Glynn insists that Massport rules are not holding back Uber, but rather the company and drivers themselves are opting out. If they complied, then Uber could be as big as it wants to be at Logan. Glynn tells me he’s all for more consumer choice at the airport, but he wants to be fair.
“We don’t have special rules for Uber,” Glynn told me Monday sitting in his East Boston office overlooking the harbor. “We have rules for everybody.”
House and Senate leaders are trying to hammer out differences on the ride-hailing legislation by the end of the month. The Senate bill doesn’t impose a moratorium at Logan, or a House proposal for a five-year ban on ride-hailing companies from picking up fares at the Boston Convention & Exhibition Center.
Rather than trying to shoehorn ride-for-hire companies into the existing rules, we need new ones. Uber, Lyft, and others shouldn’t be viewed the same as limos; the vast majority of their drivers work part-time and don’t cater to the same deep-pocketed clientele that limos and black cars serve. As for making the drivers go through additional screening, that’s something these companies need to work out with Massport given the heightened security concerns around airports.
Other airports have welcomed the ride-hailing industry into the fold by assessing fees and per-ride surcharges. For example, at Los Angeles International Airport, UberX cars are assessed $4 for each pickup and $4 for each drop-off. At Pittsburgh International Airport, Uber pays a $2.90 per pickup and a $12,000 annual permit fee.

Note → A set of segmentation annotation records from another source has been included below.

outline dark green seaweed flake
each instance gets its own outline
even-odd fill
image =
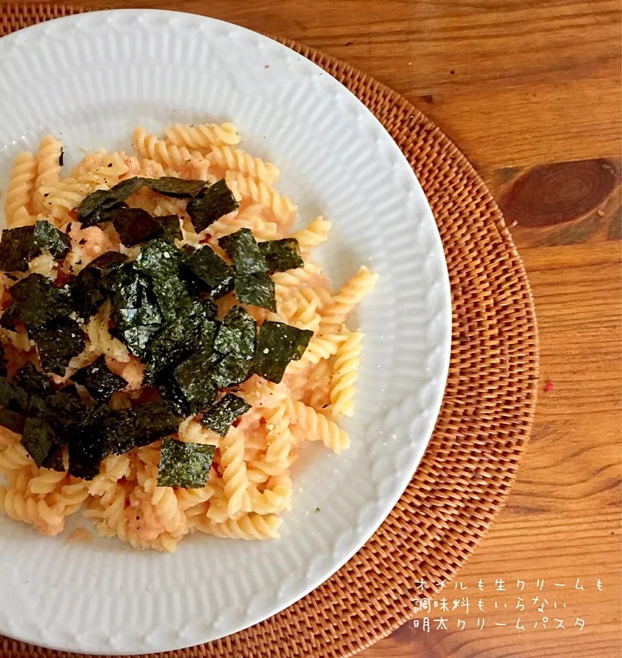
[[[157,326],[139,325],[123,330],[110,330],[110,333],[115,338],[118,338],[134,356],[143,358],[147,351],[149,341],[157,330]]]
[[[165,439],[160,450],[158,487],[200,489],[207,484],[215,446]]]
[[[163,176],[161,178],[143,178],[143,182],[165,197],[187,199],[198,194],[207,185],[204,180],[187,180],[174,176]]]
[[[236,354],[227,354],[211,371],[211,378],[219,389],[226,389],[246,382],[251,376],[252,367],[250,361]]]
[[[21,434],[26,417],[9,409],[0,409],[0,425],[16,434]]]
[[[92,226],[109,219],[110,211],[143,186],[139,178],[121,181],[110,190],[95,190],[77,208],[77,219],[82,226]]]
[[[98,402],[107,402],[113,393],[128,385],[123,377],[108,369],[103,354],[91,365],[78,370],[71,378],[85,387]]]
[[[101,284],[101,271],[85,267],[76,277],[71,292],[80,317],[86,320],[94,315],[108,297],[108,291]]]
[[[288,269],[302,267],[304,265],[296,238],[260,242],[259,251],[265,258],[270,273],[285,272]]]
[[[44,418],[30,416],[26,419],[21,442],[37,466],[43,466],[53,445],[58,443],[56,432]]]
[[[39,372],[34,364],[30,361],[17,371],[15,383],[27,393],[38,395],[51,393],[53,390],[52,382],[47,375]]]
[[[4,355],[4,345],[0,343],[0,377],[6,377],[6,357]]]
[[[0,404],[17,413],[28,411],[28,393],[6,377],[0,377]]]
[[[10,329],[12,331],[15,330],[18,322],[19,322],[19,309],[16,302],[12,302],[0,317],[0,327]]]
[[[232,393],[219,400],[201,419],[201,423],[208,430],[221,437],[226,436],[231,424],[246,413],[250,405]]]
[[[214,349],[222,354],[230,352],[251,359],[255,352],[257,324],[241,306],[232,306],[218,329]]]
[[[195,230],[200,233],[217,219],[237,210],[240,204],[227,187],[224,178],[209,187],[204,188],[188,202],[186,210],[192,220]]]
[[[121,243],[128,247],[162,235],[162,226],[141,208],[117,208],[110,212],[110,220]]]
[[[11,288],[17,317],[28,329],[41,327],[73,310],[68,286],[60,288],[43,274],[29,274]]]
[[[190,413],[190,404],[182,392],[177,380],[171,369],[167,369],[158,373],[158,392],[174,413],[178,416],[187,416]]]
[[[123,454],[136,443],[136,409],[110,410],[101,422],[103,454]]]
[[[167,242],[181,240],[182,228],[179,217],[176,215],[165,215],[161,217],[154,217],[162,231],[162,239]]]
[[[163,400],[145,402],[136,412],[136,445],[146,446],[176,432],[180,420]]]
[[[72,425],[69,428],[69,474],[93,480],[106,456],[101,425]]]
[[[49,252],[57,260],[62,260],[71,248],[69,236],[47,220],[34,225],[32,242],[37,250]]]
[[[266,321],[259,329],[253,371],[278,384],[287,364],[302,356],[313,335],[308,329]]]
[[[84,349],[84,339],[80,325],[64,317],[45,326],[29,330],[45,372],[64,375],[69,361]]]
[[[233,268],[208,245],[195,249],[184,260],[187,267],[213,297],[222,297],[233,289]]]
[[[276,311],[274,282],[264,272],[236,276],[235,296],[240,304],[250,304]]]
[[[166,279],[179,274],[181,252],[164,240],[147,243],[134,261],[134,268],[152,279]]]
[[[47,456],[43,460],[43,467],[63,472],[65,470],[63,450],[63,446],[60,443],[52,443]]]
[[[179,389],[188,402],[191,413],[213,404],[216,386],[209,374],[210,358],[201,352],[193,354],[173,371]]]
[[[33,255],[34,226],[5,228],[0,238],[0,269],[25,272]]]
[[[241,228],[235,233],[225,235],[218,241],[218,244],[233,261],[236,276],[267,271],[265,258],[250,228]]]

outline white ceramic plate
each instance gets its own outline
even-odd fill
[[[117,540],[65,543],[0,517],[0,633],[49,647],[165,651],[283,609],[343,565],[411,478],[438,413],[450,348],[442,247],[412,171],[381,124],[307,60],[235,25],[169,12],[75,16],[0,39],[0,180],[47,132],[129,150],[139,123],[232,121],[276,163],[301,221],[334,232],[322,258],[340,284],[364,263],[379,284],[355,319],[366,333],[352,448],[296,465],[280,541],[202,535],[174,555]],[[315,448],[315,446],[313,446]],[[319,507],[320,512],[316,513]],[[88,524],[80,514],[69,524]],[[416,556],[413,556],[416,559]]]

That’s the right approach to leveling the playing field. The Senate version of the Uber bill gets at this idea by imposing an assessment of 10 cents per ride — money that will go to cities and towns that can be used on everything from road repairs to compensation for taxi owners whose required medallions have lost value.
The state could go further with additional fees to and from Logan in exchange for expanding ride-sharing services.
Neither the state nor Massport should be in the business of controlling the market with an iron fist. The consumers have spoken, and we want an alternative to cabs. We act like this is a Boston problem, and it’s hard to come up with a solution when others have figured out a way to nurture a new industry without destroying an old one.